Uno spunto di riflessione interessante, poi, è quello sull’attivismo che, grazie alle età diverse delle protagoniste, è messo in questione: ognuno pensa di farlo nel modo più giusto, ma i tempi cambiano e con essi i linguaggi e le strategie.


Ogni generazione ha qualcosa da imparare dalla generazione che la precede o la segue. 
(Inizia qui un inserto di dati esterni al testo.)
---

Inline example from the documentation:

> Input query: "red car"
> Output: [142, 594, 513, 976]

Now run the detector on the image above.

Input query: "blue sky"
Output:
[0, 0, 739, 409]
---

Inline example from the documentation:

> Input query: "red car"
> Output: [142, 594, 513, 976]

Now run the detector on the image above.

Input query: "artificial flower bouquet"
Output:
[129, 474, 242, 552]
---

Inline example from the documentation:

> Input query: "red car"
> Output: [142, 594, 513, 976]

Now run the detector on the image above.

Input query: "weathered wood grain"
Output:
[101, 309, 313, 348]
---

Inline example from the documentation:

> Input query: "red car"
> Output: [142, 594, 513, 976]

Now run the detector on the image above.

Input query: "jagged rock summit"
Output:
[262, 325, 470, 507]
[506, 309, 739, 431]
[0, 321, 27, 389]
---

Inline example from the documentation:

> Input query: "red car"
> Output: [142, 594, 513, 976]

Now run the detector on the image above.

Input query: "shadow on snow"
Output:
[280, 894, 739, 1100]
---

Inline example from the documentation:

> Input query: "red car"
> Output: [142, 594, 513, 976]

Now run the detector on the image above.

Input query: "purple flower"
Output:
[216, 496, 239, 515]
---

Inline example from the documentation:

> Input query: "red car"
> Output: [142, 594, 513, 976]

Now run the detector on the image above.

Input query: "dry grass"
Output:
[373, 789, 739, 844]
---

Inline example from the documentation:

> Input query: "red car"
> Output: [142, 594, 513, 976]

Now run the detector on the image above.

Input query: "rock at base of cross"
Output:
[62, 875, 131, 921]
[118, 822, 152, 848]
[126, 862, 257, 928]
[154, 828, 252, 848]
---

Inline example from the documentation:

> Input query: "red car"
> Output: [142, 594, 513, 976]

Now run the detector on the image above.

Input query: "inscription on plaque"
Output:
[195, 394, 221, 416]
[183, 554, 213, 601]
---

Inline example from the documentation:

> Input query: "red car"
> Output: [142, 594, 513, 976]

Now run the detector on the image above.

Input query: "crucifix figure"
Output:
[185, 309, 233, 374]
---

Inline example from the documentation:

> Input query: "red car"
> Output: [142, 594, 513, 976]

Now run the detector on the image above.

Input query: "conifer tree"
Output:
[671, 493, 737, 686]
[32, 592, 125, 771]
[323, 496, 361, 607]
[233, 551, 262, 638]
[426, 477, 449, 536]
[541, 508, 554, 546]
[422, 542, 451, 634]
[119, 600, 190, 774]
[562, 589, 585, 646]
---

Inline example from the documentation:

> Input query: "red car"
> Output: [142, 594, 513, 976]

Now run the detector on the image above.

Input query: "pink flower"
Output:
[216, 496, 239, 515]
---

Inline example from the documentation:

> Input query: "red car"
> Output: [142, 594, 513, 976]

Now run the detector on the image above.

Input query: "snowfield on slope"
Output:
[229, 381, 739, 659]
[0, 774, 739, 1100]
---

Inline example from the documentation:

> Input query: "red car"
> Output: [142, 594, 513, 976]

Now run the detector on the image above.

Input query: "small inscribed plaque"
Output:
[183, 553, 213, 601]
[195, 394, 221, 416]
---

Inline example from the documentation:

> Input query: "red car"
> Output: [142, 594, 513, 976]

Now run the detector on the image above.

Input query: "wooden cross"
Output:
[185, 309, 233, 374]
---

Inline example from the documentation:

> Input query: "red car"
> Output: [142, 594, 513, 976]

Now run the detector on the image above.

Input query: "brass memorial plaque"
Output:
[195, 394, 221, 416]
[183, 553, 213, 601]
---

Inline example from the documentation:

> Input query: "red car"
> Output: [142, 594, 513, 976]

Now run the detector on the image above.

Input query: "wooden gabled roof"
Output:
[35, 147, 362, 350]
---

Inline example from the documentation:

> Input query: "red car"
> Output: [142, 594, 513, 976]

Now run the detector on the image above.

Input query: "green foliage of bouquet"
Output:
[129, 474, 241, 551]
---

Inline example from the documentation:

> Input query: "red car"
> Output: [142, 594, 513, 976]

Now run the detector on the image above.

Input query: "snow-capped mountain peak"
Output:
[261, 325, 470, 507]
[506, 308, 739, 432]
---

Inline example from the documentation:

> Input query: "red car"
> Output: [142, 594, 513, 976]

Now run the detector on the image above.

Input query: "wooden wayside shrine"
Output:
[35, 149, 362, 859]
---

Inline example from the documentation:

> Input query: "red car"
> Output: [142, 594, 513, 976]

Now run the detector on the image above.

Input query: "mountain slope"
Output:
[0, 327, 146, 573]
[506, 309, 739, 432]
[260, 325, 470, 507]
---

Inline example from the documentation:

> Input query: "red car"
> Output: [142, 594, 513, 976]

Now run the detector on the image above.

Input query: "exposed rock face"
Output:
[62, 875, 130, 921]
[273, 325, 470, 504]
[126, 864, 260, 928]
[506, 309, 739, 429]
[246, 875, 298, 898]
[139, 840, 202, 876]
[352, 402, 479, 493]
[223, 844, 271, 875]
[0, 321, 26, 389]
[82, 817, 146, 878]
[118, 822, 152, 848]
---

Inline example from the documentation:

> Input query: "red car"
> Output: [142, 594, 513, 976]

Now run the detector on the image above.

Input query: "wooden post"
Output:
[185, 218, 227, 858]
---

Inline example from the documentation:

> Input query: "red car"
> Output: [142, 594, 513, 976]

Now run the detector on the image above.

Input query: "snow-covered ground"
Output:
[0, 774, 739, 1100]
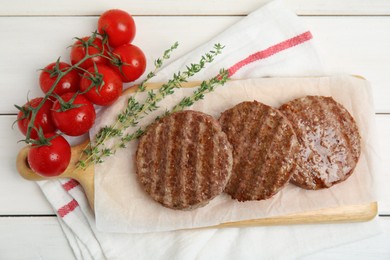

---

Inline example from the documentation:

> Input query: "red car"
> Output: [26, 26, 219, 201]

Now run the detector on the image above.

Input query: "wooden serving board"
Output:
[16, 82, 378, 228]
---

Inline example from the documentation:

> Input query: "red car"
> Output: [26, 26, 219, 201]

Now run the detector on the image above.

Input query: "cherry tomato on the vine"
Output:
[27, 133, 71, 177]
[80, 65, 123, 106]
[98, 9, 136, 48]
[110, 44, 146, 82]
[70, 36, 108, 69]
[39, 62, 80, 96]
[17, 97, 56, 139]
[51, 92, 96, 136]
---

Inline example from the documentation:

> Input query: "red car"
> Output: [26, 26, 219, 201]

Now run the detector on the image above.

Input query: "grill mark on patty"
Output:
[220, 101, 296, 201]
[252, 113, 284, 199]
[176, 114, 194, 207]
[164, 111, 185, 207]
[233, 103, 269, 198]
[200, 117, 214, 202]
[186, 114, 201, 205]
[156, 118, 172, 202]
[148, 125, 162, 194]
[227, 102, 263, 198]
[281, 96, 360, 189]
[137, 110, 232, 210]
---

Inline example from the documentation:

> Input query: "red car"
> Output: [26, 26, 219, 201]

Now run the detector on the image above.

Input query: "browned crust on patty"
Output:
[219, 101, 296, 201]
[280, 96, 361, 190]
[136, 110, 232, 210]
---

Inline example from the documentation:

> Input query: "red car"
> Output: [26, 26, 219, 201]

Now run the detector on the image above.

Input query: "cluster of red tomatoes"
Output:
[17, 9, 146, 176]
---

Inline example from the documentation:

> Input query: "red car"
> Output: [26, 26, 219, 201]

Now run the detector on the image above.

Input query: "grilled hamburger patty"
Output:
[219, 101, 296, 201]
[136, 110, 233, 209]
[280, 96, 360, 190]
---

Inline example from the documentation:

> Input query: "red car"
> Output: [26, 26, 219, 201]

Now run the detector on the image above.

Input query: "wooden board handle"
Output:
[16, 139, 95, 209]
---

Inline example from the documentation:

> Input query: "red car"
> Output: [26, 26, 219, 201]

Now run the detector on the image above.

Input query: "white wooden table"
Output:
[0, 0, 390, 259]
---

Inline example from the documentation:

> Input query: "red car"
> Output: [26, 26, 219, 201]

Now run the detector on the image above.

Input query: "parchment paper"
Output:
[91, 75, 377, 233]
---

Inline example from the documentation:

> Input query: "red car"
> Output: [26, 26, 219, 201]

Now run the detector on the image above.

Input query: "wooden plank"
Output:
[302, 17, 390, 113]
[376, 114, 390, 215]
[0, 16, 390, 113]
[0, 17, 240, 114]
[0, 116, 54, 214]
[0, 217, 75, 260]
[0, 0, 390, 16]
[0, 217, 390, 260]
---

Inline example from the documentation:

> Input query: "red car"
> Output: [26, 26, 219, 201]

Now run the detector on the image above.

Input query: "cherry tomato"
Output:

Ecco uno stralcio di testo che, proprio su questo tema fa riflettere:

«Gli hippy proposero di formare una comune e condividere tutto, ma erano così tranquilloni e rilassati che tutti gli altri gli parlarono sopra
gli ambientalisti volevano vietare le bombolette spray, le buste di plastica e il deodorante, il che gli mise tutti contro, perfino i punk che non erano esattamente noti per il loro profumo di violette

I vegetariani richiedevano di imporre un regolamento anticarne, i vegani volevano estenderlo al latte e ai suoi derivati, i macrobiotici proposero di mangiare tutti quanti cavolo al vapore per colazione

[…]Le femministe radicali volevano aree riservate alle donne, autogestite da un’apposita cooperativa
le femministe radicali lesbiche volevano una loro area separata dalle femministe radicali non lesbiche, a sua volta autogestita da un’apposita cooperativa
le femministe radicali lesbiche nere volevano la stessa cosa, ma a condizione che nessuna persona bianca, a prescindere dal genere, potesse entrarvi
gli anarchici presero e se ne andarono perché qualunque forma stabile di governo rappresentava un tradimento di tutti i loro ideali»
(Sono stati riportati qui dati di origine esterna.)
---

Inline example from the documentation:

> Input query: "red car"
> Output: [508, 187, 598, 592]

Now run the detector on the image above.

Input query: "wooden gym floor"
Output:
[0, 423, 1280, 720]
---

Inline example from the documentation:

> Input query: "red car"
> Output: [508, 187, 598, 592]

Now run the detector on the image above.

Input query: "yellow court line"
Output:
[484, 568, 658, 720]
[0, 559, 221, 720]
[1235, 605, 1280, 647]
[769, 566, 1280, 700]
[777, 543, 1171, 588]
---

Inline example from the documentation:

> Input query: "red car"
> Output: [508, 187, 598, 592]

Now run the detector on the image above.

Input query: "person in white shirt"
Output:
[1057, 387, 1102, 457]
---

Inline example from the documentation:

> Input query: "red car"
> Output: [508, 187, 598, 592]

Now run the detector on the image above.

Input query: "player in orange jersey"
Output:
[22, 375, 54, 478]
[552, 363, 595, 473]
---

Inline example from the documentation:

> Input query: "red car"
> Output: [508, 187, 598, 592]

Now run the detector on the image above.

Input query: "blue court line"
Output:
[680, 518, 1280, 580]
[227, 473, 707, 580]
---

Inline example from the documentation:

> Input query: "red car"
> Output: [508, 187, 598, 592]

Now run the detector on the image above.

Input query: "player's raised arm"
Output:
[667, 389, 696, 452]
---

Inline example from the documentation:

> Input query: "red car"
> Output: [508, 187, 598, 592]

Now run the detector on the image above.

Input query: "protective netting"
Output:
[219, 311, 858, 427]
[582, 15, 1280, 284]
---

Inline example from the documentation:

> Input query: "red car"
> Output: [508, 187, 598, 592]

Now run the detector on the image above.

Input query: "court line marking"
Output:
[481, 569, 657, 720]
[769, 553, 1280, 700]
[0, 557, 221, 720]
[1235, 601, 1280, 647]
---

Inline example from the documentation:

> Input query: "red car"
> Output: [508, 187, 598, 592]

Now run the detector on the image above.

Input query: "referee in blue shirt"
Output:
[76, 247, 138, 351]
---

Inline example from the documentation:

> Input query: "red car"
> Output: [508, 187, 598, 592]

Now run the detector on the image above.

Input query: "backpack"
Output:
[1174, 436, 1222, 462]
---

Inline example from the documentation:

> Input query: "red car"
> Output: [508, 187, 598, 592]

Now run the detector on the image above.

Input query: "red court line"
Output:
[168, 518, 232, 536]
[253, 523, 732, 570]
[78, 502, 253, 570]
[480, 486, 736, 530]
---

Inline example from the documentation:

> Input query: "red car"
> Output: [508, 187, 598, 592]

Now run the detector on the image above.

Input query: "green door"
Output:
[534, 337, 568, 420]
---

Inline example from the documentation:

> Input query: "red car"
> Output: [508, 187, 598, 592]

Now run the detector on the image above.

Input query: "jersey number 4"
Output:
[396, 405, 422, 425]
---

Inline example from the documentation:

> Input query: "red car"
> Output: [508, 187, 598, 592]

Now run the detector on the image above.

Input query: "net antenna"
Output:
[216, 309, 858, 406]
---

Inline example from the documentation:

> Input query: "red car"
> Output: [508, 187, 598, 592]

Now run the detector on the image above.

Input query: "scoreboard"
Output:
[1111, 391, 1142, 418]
Amma, futura drammaturga di successo, in gioventù vive in una comune.


Nonostante tutti siano spiriti liberi e politicamente impegnati, accade il contrario dell’intersezionalità: dall’attivismo degli anni ’70 molto si può imparare, ma molte delle polarizzazioni si sono fatte meno nette, per cercare un percorso comune, quanto più inclusivo e aperto alle
necessità di tutti.


B. Evaristo, Ragazza, donna, altro, SUR, Roma, 2020.